Excretion-                                                                                                                         VILTEPSO is excreted mainly as an unchanged drug in the urine. Viltolarsen elimination half-life was 2.5 (%CV=8) hours, and plasma clearance was 217 mL/hr/kg (%CV=22).

Specific Populations-                                                                                                                   Age, Sex & Race The pharmacokinetics of viltolarsen have been evaluated only in male pediatric DMD patients.There is no experience with VILTEPSO in patients 65 years of age or older. No marked differences in any PK parameters were observed between White and Asian patients.

Patients with Renal or Hepatic Impairment -                                                                   VILTEPSO has not been studied in patients with renal or hepatic impairment. Viltolarsen was found to be metabolically stable, and hepatic metabolism does not contribute to the elimination of viltolarsen.

In addition, viltolarsen was mainly excreted unchanged in the urine. Viltolarsen is eliminated renally, and renal impairment is expected to result in increasing exposure of viltolarsen.

However, because of the effect of reduced skeletal muscle mass on creatinine measurements in DMD patients, no specific dosage adjustment can be recommended for DMD patients with renal impairment based on glomerular filtration rate estimated by serum creatinine

In Vitro Drug Interaction Studies-                                                                                  Viltolarsen did not inhibit CYP3A4/5, CYP1A2, CYP2A6, CYP2B6, CYP2C8, CYP2C9, CYP2C19, CYP2D6, CYP2E1, UGT1A1, or UGT2B7.                                                         

Viltolarsen did not induce CYP1A2, CYP2B6, or CYP3A4.

Viltolarsen is not metabolized by CYP enzymes and is not a substrate of transporters BCRP, BSEP, MDR1, OAT1, OAT3, OCT1, OCT2, MATE1, or MATE2-K.

Viltolarsen did not inhibit the transporters tested (OATP1B1, OATP1B3, OAT3, BCRP, MDR1, BSEP, OAT1, OCT1, OCT2, MATE1, and MATE2-K).
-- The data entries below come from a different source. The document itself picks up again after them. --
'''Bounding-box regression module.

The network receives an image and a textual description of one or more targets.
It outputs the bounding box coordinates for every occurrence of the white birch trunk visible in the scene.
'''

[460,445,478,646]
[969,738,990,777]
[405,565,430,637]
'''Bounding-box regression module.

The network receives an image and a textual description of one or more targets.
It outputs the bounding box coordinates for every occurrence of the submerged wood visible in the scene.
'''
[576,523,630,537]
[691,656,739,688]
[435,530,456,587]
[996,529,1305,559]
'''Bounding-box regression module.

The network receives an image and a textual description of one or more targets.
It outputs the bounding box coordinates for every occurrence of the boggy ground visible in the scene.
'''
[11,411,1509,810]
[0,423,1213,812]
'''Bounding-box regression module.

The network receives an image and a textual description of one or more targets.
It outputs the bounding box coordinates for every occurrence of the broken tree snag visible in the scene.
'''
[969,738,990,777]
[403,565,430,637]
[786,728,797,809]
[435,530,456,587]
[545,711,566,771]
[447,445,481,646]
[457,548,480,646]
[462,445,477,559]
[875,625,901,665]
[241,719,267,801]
Based on in vitro data, viltolarsen has a low potential for drug-drug interactions with major CYP enzymes and drug transporters in humans. 8 Reference ID: 4655432

USE IN SPECIFIC POPULATIONS

1. Pregnancy Risk Summary-                                                                                                    There are no human or animal data available to assess the use of VILTEPSO during pregnancy.

In the U.S. general population, major birth defects occur in 2 to 4%, and miscarriage occurs in 15 to 20% of clinically recognized pregnancies.
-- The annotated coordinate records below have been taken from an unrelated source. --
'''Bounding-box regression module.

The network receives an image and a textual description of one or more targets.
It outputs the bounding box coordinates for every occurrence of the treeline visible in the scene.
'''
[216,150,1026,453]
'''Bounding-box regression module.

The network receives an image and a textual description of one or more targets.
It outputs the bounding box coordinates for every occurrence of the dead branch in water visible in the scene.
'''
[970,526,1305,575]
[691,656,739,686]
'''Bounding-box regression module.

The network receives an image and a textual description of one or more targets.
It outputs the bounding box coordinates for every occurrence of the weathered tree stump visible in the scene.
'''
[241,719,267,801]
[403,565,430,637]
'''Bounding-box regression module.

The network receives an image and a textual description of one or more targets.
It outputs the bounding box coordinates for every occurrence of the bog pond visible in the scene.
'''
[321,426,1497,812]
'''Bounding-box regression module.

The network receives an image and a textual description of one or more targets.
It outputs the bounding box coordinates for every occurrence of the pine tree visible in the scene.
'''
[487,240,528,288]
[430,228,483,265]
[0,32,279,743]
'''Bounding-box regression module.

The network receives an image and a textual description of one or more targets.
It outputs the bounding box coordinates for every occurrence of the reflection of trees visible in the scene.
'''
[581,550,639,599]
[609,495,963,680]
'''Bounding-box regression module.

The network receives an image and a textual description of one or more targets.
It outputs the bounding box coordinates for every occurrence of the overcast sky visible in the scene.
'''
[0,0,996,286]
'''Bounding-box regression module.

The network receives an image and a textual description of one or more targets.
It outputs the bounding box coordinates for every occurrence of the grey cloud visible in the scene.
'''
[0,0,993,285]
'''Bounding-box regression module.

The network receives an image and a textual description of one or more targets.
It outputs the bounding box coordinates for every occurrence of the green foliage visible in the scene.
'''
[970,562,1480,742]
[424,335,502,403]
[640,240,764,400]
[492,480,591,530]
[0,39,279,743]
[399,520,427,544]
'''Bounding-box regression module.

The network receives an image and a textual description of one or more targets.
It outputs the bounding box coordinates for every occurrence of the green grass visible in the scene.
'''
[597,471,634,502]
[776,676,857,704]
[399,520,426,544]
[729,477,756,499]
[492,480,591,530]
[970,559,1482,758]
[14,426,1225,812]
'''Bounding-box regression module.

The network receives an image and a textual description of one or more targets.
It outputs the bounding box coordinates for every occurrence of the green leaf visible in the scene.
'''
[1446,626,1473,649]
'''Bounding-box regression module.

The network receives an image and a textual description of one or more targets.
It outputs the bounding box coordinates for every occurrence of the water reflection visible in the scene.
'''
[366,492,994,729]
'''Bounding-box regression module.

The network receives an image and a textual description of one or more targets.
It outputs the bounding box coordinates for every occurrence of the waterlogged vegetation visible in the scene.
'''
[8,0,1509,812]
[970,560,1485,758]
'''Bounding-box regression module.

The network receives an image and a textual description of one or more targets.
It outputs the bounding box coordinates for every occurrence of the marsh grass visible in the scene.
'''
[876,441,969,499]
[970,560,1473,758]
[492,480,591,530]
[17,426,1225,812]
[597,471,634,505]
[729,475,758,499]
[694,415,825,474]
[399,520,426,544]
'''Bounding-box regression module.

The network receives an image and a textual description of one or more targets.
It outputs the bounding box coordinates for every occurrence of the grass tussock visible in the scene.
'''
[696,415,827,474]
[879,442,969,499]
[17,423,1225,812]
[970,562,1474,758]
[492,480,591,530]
2. Lactation Risk Summary -                                                                                                      There are no human or animal data to assess the effect of VILTEPSO on milk production, the presence of viltolarsen in milk, or the effects of VILTEPSO on the breastfed infant.

The developmental and health benefits of breastfeeding should be considered along with the mother’s clinical need for VILTEPSO and any potential adverse effects on the breastfed infant from VILTEPSO or from the underlying maternal condition. 
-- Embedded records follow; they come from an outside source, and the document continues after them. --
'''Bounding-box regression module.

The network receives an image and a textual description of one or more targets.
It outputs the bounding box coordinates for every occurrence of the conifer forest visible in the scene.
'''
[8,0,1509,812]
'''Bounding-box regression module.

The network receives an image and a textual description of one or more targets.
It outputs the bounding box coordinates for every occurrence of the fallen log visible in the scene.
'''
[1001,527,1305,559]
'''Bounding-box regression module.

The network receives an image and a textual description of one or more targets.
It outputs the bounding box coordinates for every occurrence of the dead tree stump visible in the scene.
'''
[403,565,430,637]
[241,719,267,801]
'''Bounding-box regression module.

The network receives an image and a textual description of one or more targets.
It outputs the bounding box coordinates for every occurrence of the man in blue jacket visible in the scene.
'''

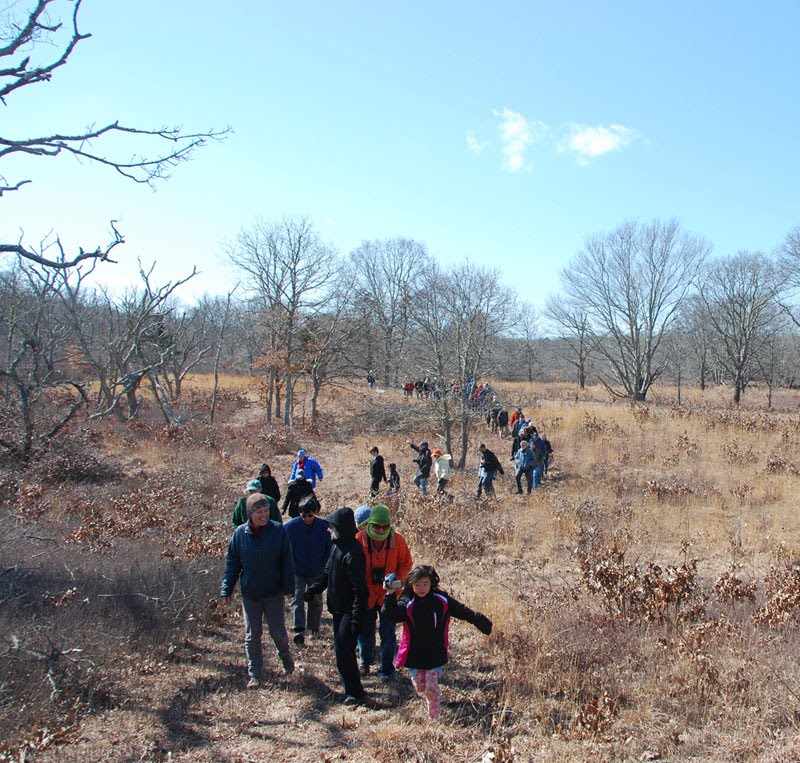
[289,450,322,488]
[219,493,294,689]
[286,496,333,646]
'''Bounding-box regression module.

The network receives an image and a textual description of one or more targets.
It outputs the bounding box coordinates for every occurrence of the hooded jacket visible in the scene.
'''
[219,520,294,599]
[433,453,453,480]
[381,590,492,670]
[306,509,369,625]
[286,517,333,578]
[289,456,322,487]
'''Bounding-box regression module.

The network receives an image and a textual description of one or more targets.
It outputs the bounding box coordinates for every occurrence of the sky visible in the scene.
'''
[0,0,800,306]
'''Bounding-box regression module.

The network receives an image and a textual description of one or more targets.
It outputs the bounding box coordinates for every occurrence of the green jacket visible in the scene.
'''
[233,495,283,527]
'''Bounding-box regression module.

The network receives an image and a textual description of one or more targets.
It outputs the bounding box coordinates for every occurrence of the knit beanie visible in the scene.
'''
[354,503,372,527]
[245,493,269,519]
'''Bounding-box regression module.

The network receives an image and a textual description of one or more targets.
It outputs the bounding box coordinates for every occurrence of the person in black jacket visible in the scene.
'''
[369,447,386,498]
[303,508,368,705]
[281,469,316,519]
[475,443,504,498]
[381,565,492,718]
[408,440,433,495]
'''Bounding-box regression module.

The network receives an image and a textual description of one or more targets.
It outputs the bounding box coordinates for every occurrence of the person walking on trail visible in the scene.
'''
[286,496,333,646]
[475,443,505,498]
[356,503,414,681]
[382,565,492,720]
[514,440,537,495]
[408,440,433,495]
[281,469,317,519]
[431,448,453,493]
[231,480,283,528]
[289,450,322,488]
[497,408,508,439]
[258,464,281,506]
[219,493,294,689]
[303,507,369,705]
[539,434,553,476]
[369,447,386,498]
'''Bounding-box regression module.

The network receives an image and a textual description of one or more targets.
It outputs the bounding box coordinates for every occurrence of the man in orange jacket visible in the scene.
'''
[356,503,414,681]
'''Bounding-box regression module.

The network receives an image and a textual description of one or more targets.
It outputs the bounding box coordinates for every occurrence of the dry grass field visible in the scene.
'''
[0,378,800,763]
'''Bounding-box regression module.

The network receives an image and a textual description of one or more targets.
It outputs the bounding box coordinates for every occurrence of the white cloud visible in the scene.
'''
[494,109,547,172]
[465,130,489,154]
[559,124,638,164]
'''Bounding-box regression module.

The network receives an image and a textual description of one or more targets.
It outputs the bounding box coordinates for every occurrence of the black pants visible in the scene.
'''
[332,612,364,697]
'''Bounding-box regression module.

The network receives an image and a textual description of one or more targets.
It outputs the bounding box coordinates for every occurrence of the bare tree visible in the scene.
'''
[700,251,786,404]
[197,285,238,424]
[227,217,336,426]
[414,263,515,469]
[0,0,227,268]
[0,261,87,461]
[561,220,709,400]
[511,302,540,384]
[778,226,800,326]
[299,278,364,423]
[545,296,594,390]
[350,238,428,385]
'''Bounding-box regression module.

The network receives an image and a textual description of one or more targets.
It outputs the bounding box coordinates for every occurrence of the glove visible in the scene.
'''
[473,612,492,636]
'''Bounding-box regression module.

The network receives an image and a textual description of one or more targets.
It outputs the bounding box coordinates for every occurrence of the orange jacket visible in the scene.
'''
[356,530,414,609]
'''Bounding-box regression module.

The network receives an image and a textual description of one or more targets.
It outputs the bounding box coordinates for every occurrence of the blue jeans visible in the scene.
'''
[358,607,397,676]
[478,469,497,498]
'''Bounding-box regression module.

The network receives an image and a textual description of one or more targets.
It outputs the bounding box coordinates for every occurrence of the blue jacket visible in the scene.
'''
[286,517,333,578]
[289,456,322,487]
[219,520,294,599]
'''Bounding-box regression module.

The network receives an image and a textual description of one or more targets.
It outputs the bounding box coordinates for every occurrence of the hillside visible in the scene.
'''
[0,380,800,761]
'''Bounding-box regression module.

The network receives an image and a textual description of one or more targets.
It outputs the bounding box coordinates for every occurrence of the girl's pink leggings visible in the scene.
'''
[411,670,442,718]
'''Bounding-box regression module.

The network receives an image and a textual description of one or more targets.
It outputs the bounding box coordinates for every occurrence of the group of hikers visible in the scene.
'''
[220,445,492,719]
[394,372,496,410]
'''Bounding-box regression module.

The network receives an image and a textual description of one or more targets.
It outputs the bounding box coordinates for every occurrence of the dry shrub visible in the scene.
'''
[753,552,800,627]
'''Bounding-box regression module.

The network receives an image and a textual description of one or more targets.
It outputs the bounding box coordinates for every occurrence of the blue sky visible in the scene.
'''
[0,0,800,304]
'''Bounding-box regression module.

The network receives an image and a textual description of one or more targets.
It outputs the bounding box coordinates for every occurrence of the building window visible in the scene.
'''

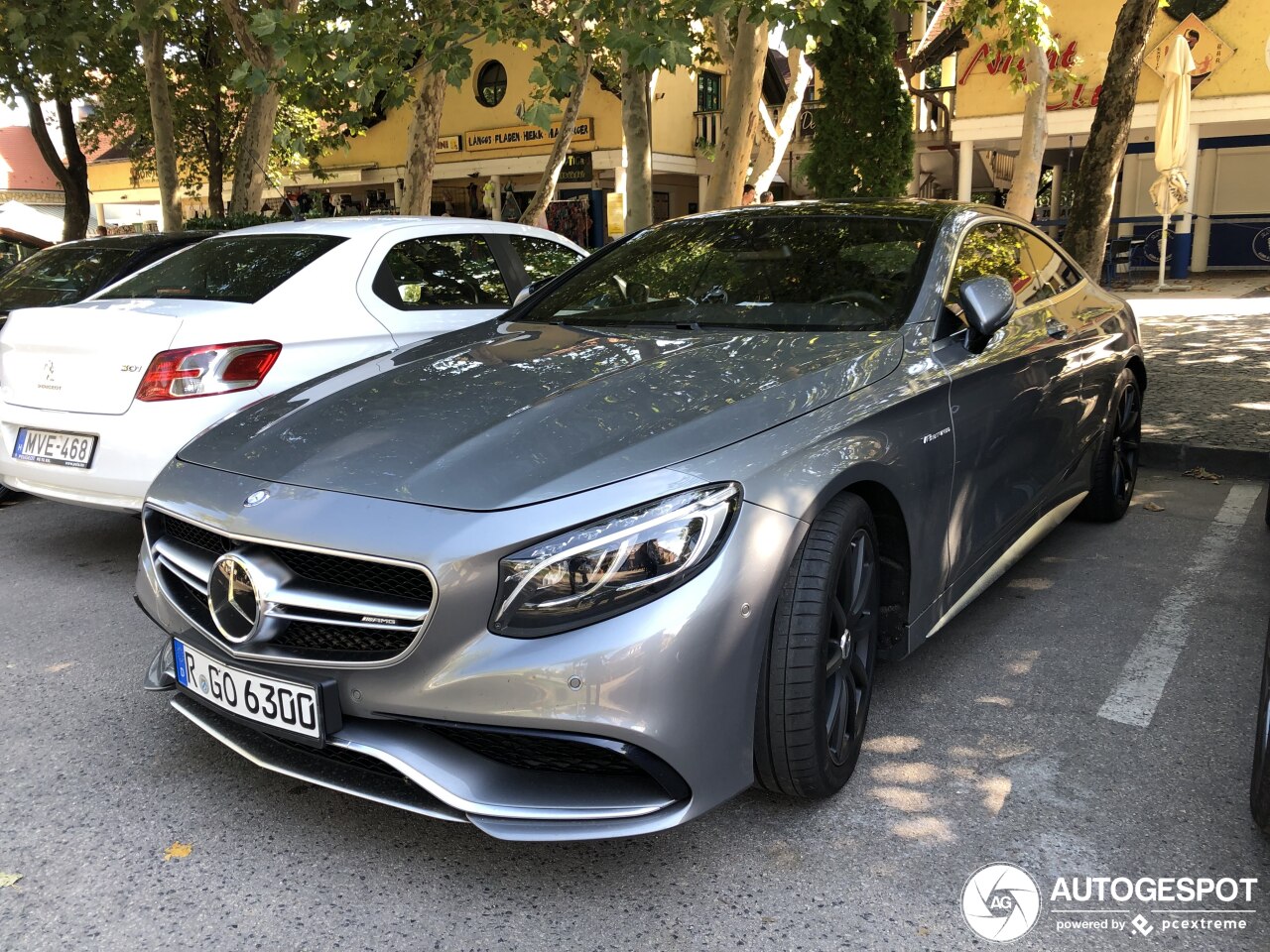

3.Pediatric Use-                                                                                                                     VILTEPSO is indicated for the treatment of DMD in patients who have a confirmed mutation of the DMD gene that is amenable to exon 53 skipping, including pediatric patients.

 The no-effect dose for renal toxicity (60 mg/kg), plasma exposures were similar to that in humans at the recommended human dose of 80 mg/kg/week.

4. Geriatric Use DMD is largely a disease of children and young adults; therefore, there is no geriatric experience with VILTEPSO.

5. Patients with Renal Impairment VILTEPSO has not been studied in patients with renal impairment. Viltolarsen is mostly excreted unchanged in the urine, and renal impairment may increase its exposure.

However, because of the effect of reduced skeletal muscle mass on creatinine measurements in DMD patients, no specific dosage adjustment can be recommended for DMD patients with renal impairment based on estimated glomerular filtration rate.

Patients with known renal function impairment should be closely monitored during treatment with VILTEPSO.